Mais, au-delà de l’approche psychopathologique, il faut bien reconnaître que c’est un problème pour tout homme de craindre le moment de la décision. C’est pourquoi il préfère qu’on lui dise ce qu’il doit faire. C’est précisément la fonction de la morale que d’être  un ensemble de règles de comportement qui constituent une contrainte intériorisée que les personnes peuvent accepter ou rejeter. Il y a de la contrainte, certes, dans la morale, mais c’est une contrainte qui nous fait plaisir car elle nous permet d’échapper au poids d’une décision personnelle.  Les hommes aiment obéir parce qu’ils aiment qu’on les décharge de leur liberté, ne sachant pas qu’en faire. C’est pourquoi il faut prendre avec beaucoup d’intérêt la critique de la morale qu’on trouve, par exemple, chez Nietzsche. Elle ne signifie pas que tout se vaut et que tout est permis : elle signifie que la différence que nous devons faire entre le bien et le mal, personne ne peut la dire à ma place. C’est moi, ou mon maître intérieur, qui doit la discerner. 

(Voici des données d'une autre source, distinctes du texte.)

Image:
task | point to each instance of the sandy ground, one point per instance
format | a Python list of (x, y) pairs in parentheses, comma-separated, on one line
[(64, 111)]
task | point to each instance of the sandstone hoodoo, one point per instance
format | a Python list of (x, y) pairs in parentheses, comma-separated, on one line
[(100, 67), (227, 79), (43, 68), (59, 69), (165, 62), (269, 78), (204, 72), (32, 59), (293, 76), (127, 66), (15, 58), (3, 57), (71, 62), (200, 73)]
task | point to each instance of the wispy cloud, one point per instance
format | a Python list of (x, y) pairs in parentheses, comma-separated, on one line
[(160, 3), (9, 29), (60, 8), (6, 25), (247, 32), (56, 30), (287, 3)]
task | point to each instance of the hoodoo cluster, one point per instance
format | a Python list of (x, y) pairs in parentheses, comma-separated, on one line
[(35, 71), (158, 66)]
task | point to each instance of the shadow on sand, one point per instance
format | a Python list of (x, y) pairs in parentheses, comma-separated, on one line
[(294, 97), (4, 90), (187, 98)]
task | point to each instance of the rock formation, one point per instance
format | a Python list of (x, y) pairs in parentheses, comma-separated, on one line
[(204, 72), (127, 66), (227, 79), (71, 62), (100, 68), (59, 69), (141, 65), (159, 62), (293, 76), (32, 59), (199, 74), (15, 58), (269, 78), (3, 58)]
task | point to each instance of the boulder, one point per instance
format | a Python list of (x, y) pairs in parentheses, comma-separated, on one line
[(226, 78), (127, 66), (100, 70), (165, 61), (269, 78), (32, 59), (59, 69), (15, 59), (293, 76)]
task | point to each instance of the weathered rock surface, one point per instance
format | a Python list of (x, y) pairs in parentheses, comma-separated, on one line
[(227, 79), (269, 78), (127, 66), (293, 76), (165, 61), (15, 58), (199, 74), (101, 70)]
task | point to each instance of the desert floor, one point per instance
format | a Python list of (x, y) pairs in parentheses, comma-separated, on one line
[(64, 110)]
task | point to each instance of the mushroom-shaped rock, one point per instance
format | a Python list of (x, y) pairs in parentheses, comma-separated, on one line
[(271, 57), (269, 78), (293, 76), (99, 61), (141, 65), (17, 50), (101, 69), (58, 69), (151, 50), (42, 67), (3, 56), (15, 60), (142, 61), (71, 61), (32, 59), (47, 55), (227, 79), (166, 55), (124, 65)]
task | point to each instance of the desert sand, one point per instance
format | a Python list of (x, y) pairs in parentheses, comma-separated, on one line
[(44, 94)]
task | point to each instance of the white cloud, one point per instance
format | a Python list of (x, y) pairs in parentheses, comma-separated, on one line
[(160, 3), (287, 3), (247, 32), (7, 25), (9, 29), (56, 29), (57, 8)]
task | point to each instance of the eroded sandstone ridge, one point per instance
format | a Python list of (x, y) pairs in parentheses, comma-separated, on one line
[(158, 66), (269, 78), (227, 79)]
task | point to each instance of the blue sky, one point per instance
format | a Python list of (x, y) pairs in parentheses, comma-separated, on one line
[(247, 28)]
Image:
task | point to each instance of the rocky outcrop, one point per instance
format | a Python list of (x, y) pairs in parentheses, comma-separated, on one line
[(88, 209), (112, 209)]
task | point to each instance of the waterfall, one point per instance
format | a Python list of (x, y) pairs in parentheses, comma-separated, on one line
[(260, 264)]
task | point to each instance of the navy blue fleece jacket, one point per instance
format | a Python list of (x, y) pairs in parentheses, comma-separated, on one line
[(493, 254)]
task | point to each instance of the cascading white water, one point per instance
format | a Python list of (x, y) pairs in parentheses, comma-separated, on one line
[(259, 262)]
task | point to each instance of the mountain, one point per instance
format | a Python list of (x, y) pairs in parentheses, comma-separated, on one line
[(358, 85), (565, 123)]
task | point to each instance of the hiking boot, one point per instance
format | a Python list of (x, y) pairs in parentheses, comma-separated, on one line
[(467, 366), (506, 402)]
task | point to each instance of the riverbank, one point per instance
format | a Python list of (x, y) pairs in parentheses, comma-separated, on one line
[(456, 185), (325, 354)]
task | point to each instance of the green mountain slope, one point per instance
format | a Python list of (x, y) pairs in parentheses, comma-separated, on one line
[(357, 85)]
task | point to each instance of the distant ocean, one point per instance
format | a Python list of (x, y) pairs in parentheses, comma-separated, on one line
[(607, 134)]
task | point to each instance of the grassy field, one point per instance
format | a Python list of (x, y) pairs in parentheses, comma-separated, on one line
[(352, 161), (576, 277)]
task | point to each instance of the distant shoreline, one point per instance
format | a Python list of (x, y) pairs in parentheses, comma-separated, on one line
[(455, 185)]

Aujourd’hui, la morale n’a pas disparu de la société : elle s’y cache. Il y a certes un déclin des morales traditionnelles. Ce déclin, comme on le voit bien chez Nietzsche, est porté par la déchristianisation de la société. Il s’est exprimé d’abord au niveau de la philosophie, puis il s’est exprimé à un niveau plus naïf et plus populaire dans les années 70. Mai 68, c’est l’expression juvénile, festive, carnavalesque d’un rejet de la morale : c’est, sous forme de slogans, un avatar de philosophie pour le peuple, un prêt à porté de pensée pour des gens que la pensée n’intéresse pas. Mais, derrière cet épiphonème, s’est mis en place un système de mœurs. C’est ce système de mœurs qui est notre nouvelle morale.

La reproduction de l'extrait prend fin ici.